Regency Knits

I went to see the world premiere of Sense and Sensibility at the Citadel Theatre with my mother-in-law this past weekend (Sunday was the last day, unfortunately), and it was a really good time!  I haven't read the book in many years, so I can't quite remember how faithful it is to Austen's novel, but I did really enjoy the adaptation.  The actors were all very funny, both in their line delivery and their physical comedy (Robin Craig as Mrs. Jennings was a real standout), the sets were cleverly conceived and well-executed, and -- don't think I would leave out without any knitting-related content -- I appreciated the costumes, which included more than a few knits. 

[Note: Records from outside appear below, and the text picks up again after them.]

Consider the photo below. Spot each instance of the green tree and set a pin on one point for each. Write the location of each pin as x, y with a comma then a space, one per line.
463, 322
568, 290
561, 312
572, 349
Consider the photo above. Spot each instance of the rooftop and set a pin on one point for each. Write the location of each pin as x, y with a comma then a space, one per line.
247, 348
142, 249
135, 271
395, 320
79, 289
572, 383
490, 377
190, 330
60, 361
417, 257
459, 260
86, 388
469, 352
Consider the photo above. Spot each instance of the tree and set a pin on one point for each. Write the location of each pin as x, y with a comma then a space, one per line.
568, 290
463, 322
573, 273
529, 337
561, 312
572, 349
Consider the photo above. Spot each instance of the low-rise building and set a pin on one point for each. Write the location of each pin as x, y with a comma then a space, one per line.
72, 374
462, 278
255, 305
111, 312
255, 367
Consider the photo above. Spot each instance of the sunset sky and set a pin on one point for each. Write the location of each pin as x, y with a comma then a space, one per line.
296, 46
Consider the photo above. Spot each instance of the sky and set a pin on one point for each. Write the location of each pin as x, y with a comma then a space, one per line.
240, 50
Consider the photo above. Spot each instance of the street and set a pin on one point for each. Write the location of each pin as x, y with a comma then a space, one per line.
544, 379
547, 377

Not being an expert (nor even an amateur, really) in period costume, I can't speak to their authenticity, but they felt right to me.  That is, even if they weren't historically accurate, down to the stitch, they seemed like the costumer had adapted modern materials to make a pretty good facsimile.  Marianne Dashwood had a cute green bolero in one scene, and Elinor Dashwood spent more than a few scenes in a long green sweater with crocheted lace edging (image sources left and right). 

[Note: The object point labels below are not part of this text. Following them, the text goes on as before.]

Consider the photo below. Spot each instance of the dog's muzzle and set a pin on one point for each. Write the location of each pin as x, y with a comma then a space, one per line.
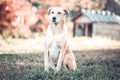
54, 19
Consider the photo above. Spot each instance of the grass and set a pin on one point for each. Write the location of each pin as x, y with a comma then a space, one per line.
92, 65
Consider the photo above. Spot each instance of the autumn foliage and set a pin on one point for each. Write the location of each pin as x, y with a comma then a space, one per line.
16, 17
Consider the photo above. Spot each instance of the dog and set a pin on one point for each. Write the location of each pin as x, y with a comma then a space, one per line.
57, 52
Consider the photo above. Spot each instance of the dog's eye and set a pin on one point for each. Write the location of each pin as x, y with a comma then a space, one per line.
52, 12
59, 12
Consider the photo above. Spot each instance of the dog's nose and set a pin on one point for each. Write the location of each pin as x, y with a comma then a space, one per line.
54, 18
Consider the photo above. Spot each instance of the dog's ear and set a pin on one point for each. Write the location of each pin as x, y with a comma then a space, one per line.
66, 12
49, 11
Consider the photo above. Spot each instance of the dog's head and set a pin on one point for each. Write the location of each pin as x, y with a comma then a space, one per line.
57, 14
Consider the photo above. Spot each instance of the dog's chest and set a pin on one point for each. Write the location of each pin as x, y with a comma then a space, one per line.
55, 44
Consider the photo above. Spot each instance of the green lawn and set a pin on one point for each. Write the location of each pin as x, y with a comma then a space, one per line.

The women all wore shawls draped over their arms (like in The Shawl by Charles Sprague Pearce on the left below, via), and there was a white one that I thought looked like a wedding ring shawl (right below, via). 

Maybe it's just the knitting nerd in me, but I really did appreciate seeing those knits on the stage.  Although those particular items might not have been done by hand, many women at the time would have knitted things by hand, and so it does lend a little more detail to a very enjoyable show.